As a results of not solely the land acquisition challenges but additionally the impacts of COVID-19 and shoddy undertaking administration, the undertaking rapidly started to see important price overruns. The preliminary price ticket for the railway line was $5.5 billion. That quantity rapidly ballooned within the subsequent years to roughly $7.2 billion. The mounting undertaking prices induced Jokowi in September 2021 to override a earlier 2015 decree that prohibited state funds going to the railway by means of the signing of Presidential Regulation No.93/2021, which paved the way in which for presidency funds for use to finance the railway. 

The uncertainties surrounding funds and the undertaking’s sustainability don’t cease there. The announcement in 2019 that Indonesia would shift its capital from Jakarta to a brand new, however but to be constructed metropolis, Nusantara in East Kalimantan province, sparked additional issues over the railway’s long-term viability. When the preliminary feasibility examine was undertaken in 2017, undertaking builders assumed that every day passenger quantity can be roughly 61,000 and even then it could take 26 years for the undertaking to interrupt even. With the possible relocation of over 1.5 million authorities workers and their households from Jakarta to the brand new capital, PT KCIC adjusted its assumptions, considerably decreasing the every day passenger demand to 31,000 – due to this fact extending the timeline to 40 years to interrupt even. 

Further highlighting the precarious state of its monetary sustainability, the Indonesian and Chinese governments got here to an settlement that they should allocate $64.3 million yearly to simply cowl the railway’s operational and upkeep prices.

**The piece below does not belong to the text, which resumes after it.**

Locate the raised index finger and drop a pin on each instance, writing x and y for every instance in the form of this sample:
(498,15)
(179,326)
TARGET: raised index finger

This is not any small matter particularly because the Indonesian authorities is more and more elevating the prospect of extending the railway line to Surabaya, which is over 700 km away from Jakarta. 

With the Indonesian authorities asserting on November 1 that it’s going to work with China Railway Group, one of many main shareholders of PT KCIC, to undertake a joint examine on the Surabaya extension, it’s crucial – particularly for native communities and stakeholders –that missteps and classes learnt from the Jakarta-Bandung HSR aren’t repeated or misplaced. 

In searching for to supply steering on how finest to undertake pre-project planning and due diligence and as a corollary enhance undertaking outcomes, the Asia Society Policy Institute developed a Belt and Road Initiative Toolkit to help native communities and corporations engaged within the initiative to make sure that initiatives are developed to be inclusive and environmentally and socially sustainable. Available in English, Mandarin, Bahasa Indonesia, Khmer, and Lao, the toolkit incorporates key info on finest practices on conducting EIAs, tips on how to undertake stakeholder engagement all through the lifecycle of the infrastructure undertaking, and what Chinese and worldwide legal guidelines and insurance policies related to the initiatives.